The model of phenazine nucleates is offered to explain the various supramolecular nanostructures produced by PANI. It is proposed that the hydrophobic nucleates randomly aggregate in the aqueous phase or become organized to form one-dimensional stacks stabilized by π–π interactions. This step is followed by the growth of PANI chains from the self-assembled nucleates. The evolution of the nanostructures is conveniently observed by the combination of microscopic and spectroscopic techniques. The random agglomeration of nucleates gives rise to PANI granules and regular self-assembly into stacks subsequently leads to PANI nanofibers. The growth of other nanostructures requires a starting template. A model of a flowing template combined with a helical nanotubular growth is proposed to account for the formation of nanotubes, monomer droplets serve as templates for microspheres. The detailed chemical structure of nucleates has still to be elucidated.
The nucleates adsorb and self-assemble along various interfaces giving subsequently rise to additional conducting polymer morphologies. The adsorption of nucleates at solid surfaces immersed in the reaction mixture leads to PANI nanofilms or coatings of various substrates. The competition between nucleate adsorption and nucleate self-assembly may lead to more complex morphologies combining one-dimensional and three-dimensional features, such as nanobrushes, hairy spheres,
etc. The control of nucleates self-assembly and of PANI growth, the involvement of various interfaces in this process, and the role of PANI conductivity are discussed.

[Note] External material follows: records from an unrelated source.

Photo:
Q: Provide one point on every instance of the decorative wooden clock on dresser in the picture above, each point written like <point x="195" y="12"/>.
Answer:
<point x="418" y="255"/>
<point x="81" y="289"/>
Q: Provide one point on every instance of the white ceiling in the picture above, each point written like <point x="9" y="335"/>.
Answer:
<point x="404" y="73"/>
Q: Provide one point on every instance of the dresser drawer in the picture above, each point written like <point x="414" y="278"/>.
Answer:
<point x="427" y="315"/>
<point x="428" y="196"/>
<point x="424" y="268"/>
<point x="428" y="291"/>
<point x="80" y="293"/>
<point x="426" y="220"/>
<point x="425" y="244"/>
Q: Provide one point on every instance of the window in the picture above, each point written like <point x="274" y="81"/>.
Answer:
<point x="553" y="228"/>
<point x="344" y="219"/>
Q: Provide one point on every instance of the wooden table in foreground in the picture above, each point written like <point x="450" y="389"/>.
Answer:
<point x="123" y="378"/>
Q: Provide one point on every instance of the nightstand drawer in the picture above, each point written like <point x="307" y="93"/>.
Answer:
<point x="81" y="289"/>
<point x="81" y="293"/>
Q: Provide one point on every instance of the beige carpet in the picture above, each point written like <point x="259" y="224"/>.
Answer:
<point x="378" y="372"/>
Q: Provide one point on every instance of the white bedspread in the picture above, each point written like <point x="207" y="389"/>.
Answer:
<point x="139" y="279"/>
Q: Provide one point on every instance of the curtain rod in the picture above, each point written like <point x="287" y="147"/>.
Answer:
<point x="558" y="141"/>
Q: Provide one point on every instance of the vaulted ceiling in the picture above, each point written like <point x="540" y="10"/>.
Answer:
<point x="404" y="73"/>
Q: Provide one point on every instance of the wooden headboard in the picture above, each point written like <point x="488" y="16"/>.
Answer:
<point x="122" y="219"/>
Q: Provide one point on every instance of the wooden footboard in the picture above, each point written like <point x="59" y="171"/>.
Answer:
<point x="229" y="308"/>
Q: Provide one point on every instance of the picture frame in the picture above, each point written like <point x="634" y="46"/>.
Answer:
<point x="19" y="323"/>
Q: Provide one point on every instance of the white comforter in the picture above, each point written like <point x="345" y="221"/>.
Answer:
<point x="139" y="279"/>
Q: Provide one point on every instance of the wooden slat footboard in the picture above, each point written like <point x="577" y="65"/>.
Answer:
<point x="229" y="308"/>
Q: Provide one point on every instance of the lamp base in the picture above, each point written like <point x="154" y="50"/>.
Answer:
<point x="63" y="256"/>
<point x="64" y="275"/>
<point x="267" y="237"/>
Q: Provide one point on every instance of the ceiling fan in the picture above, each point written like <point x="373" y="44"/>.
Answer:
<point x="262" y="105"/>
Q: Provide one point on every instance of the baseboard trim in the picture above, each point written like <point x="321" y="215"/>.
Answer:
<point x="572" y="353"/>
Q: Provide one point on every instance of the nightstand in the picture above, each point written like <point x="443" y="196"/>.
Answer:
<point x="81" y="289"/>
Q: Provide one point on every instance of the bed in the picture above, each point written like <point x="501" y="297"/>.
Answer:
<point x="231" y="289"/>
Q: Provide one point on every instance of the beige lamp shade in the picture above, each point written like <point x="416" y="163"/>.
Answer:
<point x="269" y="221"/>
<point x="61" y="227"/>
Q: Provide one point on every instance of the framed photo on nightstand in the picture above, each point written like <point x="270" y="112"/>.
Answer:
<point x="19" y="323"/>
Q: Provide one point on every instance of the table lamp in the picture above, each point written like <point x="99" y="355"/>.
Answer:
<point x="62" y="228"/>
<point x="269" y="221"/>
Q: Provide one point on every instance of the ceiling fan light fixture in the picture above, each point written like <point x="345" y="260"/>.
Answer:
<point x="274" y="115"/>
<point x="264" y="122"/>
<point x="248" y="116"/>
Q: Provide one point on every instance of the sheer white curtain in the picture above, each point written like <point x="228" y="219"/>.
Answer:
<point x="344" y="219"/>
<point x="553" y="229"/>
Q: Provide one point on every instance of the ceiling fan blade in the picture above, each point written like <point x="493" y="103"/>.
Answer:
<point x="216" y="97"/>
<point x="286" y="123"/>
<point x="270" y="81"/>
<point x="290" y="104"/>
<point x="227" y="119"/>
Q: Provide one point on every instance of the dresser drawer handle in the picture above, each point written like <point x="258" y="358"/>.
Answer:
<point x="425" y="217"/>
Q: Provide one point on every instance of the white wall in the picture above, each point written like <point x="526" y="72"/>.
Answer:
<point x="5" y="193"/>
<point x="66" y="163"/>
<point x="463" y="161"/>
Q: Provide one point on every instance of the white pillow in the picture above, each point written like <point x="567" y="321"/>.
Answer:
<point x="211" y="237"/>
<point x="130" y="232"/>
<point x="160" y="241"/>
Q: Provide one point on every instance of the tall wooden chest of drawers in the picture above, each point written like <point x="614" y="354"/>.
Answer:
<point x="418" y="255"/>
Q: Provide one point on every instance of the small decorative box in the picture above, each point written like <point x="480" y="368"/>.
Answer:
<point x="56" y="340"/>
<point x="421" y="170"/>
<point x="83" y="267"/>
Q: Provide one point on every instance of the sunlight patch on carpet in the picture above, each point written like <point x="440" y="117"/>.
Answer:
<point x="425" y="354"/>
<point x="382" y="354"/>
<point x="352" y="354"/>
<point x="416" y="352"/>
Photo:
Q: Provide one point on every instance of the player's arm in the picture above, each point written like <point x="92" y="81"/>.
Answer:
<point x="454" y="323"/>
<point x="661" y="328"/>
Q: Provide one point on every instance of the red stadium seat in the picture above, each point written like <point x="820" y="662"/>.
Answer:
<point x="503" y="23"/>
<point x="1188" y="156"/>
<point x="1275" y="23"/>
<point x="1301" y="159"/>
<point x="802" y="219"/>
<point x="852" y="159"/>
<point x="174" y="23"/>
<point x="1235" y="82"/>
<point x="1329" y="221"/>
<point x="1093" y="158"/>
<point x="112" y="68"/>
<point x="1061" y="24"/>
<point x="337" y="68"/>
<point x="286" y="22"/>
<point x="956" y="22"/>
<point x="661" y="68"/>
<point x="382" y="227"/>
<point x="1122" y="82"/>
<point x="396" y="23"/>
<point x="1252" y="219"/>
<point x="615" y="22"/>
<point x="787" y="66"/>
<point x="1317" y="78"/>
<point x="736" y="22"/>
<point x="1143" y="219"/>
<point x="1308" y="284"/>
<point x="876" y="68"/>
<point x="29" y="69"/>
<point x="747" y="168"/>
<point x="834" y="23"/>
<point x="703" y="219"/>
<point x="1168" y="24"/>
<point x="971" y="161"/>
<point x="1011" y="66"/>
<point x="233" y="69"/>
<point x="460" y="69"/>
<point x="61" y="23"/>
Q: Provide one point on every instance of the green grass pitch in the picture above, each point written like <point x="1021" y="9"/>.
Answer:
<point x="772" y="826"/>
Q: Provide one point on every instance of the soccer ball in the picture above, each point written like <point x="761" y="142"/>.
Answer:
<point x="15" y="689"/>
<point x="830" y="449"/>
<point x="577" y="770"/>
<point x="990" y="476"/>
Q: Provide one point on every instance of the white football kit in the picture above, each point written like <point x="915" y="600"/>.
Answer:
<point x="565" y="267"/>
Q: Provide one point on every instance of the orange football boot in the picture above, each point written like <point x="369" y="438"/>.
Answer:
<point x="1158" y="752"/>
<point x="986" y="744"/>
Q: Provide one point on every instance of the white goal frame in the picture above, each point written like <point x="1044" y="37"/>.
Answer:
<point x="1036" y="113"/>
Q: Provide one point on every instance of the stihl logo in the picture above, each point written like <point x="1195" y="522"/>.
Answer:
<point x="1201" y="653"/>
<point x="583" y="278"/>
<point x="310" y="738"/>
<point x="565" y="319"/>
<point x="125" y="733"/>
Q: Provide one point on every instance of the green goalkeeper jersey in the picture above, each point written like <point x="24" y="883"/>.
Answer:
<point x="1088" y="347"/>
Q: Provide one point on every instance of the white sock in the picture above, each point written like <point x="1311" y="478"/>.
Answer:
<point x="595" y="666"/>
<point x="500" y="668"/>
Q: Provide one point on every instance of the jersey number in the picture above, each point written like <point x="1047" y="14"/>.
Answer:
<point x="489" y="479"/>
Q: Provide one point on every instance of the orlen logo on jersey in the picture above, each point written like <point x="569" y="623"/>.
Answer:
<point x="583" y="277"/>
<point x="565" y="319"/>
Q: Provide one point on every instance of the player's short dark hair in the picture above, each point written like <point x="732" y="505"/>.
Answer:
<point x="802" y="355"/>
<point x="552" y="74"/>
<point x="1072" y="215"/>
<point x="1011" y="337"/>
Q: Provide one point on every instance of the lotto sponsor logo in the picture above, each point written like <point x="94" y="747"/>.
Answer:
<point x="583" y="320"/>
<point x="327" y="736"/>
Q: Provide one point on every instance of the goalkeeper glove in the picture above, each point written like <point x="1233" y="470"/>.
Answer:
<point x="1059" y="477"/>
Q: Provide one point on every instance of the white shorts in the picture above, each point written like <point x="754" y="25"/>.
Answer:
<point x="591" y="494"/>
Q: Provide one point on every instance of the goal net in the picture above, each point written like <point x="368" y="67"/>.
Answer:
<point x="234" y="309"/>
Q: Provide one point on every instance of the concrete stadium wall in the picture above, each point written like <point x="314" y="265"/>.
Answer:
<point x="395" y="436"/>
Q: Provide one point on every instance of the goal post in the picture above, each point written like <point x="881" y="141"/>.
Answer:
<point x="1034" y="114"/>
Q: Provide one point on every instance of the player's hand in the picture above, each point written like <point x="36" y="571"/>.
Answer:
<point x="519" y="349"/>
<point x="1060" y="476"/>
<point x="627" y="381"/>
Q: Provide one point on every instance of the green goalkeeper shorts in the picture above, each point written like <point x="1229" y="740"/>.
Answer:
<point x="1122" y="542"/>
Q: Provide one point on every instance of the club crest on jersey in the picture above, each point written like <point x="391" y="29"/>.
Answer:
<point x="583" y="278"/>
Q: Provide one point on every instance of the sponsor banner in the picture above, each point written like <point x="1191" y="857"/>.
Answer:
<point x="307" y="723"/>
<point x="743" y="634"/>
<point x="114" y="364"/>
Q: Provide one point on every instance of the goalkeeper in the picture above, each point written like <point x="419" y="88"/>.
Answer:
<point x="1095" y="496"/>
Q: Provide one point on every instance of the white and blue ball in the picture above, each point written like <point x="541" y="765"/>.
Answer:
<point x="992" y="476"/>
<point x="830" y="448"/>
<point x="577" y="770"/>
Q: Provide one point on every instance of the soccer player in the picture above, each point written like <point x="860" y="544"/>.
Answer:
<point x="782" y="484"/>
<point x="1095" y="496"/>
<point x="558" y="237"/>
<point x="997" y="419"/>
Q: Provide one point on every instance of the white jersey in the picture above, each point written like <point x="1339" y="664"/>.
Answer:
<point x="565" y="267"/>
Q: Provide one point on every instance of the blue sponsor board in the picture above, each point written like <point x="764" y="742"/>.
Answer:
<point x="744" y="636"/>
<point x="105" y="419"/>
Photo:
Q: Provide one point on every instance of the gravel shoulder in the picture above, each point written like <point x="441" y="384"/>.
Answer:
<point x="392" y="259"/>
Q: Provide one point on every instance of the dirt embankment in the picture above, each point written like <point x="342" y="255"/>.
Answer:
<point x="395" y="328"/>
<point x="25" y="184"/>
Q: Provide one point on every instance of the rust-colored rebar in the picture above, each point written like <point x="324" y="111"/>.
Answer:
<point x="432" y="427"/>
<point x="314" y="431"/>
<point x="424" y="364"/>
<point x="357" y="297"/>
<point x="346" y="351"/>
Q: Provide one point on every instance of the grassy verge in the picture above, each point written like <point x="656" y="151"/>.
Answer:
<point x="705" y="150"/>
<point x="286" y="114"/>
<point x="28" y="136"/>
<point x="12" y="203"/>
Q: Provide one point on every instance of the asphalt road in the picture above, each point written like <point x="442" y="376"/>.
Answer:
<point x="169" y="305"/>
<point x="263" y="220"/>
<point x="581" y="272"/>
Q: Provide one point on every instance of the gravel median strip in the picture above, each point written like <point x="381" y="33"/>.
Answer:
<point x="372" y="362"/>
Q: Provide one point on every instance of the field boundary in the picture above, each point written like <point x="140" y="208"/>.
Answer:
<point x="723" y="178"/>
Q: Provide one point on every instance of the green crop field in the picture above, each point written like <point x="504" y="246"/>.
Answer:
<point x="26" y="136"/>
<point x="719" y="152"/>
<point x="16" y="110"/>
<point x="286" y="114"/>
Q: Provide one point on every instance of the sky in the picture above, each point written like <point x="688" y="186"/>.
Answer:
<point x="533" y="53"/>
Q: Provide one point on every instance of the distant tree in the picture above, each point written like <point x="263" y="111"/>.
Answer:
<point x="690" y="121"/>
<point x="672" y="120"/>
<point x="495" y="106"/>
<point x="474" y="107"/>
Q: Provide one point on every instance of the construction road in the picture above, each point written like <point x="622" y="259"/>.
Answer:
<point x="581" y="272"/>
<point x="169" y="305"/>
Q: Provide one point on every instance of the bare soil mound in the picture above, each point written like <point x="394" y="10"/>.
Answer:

The nanostructures produced by other conducting polymers, especially by substituted PANI, polypyrrole, or poly(3,4-ethylenedioxythiophene) are also considered. Two potential extensions to the preparation of related materials, such as nitrogen-containing carbonized PANI nanostructures or the composites of conducting polymers with noble metals are outlined. The present review accounts for the latest development in the realm of PANI nanostructures in past few years and provides an upgrade in the models proposed for their formation.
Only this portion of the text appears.